Income elasticity of demand (YED) measures the responsiveness of demand to a change in income.
For example, if your income increase by 5% and your demand for mobile phones increased 20% then the YED of mobile phones = 20/5 = 4.0
This occurs when an increase in income leads to a fall in demand. Therefore YED<0. When your income increase you buy better quality goods and so buy less of the low-quality goods.
Examples of inferior goods clothes from charity shops, cheap bread.
For example, if your income increased 10% and demand for Tesco Value tea fell 15%. The YED = -15/10 = -1.5
Definition of Normal good
This occurs when an increase in income leads to an increase in demand for the good, Therefore YED >0
For example, if demand for apples rose 4% after a 10% rise in income. The YED = 4/10 = 0.4
Definition of Luxury good
This occurs when an increase in demand causes a bigger percentage increase in demand, therefore YED>1.
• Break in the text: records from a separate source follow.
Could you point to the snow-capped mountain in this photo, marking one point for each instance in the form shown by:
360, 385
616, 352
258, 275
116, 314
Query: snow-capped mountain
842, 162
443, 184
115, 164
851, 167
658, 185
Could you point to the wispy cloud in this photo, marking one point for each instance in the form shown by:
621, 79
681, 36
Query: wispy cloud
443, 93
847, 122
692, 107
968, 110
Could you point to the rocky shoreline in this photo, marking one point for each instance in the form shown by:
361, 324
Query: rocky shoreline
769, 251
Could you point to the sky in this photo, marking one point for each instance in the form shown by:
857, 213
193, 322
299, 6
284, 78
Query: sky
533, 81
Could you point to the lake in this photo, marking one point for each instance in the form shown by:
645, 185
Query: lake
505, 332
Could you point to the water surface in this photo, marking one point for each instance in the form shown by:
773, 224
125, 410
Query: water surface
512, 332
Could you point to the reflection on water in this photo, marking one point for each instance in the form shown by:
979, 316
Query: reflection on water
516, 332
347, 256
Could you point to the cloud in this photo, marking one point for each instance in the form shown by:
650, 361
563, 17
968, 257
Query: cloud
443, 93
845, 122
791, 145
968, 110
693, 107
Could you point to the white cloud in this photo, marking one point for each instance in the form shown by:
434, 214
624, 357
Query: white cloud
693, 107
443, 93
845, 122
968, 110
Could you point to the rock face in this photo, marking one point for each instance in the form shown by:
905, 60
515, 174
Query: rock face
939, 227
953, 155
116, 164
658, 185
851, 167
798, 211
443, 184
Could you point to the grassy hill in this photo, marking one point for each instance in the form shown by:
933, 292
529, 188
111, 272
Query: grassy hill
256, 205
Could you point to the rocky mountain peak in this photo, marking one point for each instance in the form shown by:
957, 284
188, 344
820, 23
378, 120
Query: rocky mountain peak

For example, if your spending on Game Apps increases 25% after a 10% increase in income – this is luxury good; the YED = 2.5
- Luxury goods will also be normal goods and we can say they will be income elastic.
- Income inelastic. This means an increase in income leads to a smaller % increase
in demand. Therefore 0> YED <1
Using knowledge of income elasticity of demand
- Firms will make use of income elasticity of demand by producing more luxury goods during periods of economic growth.
- In a recession with falling incomes, supermarkets might be advised to promote more ‘value’ inferior goods.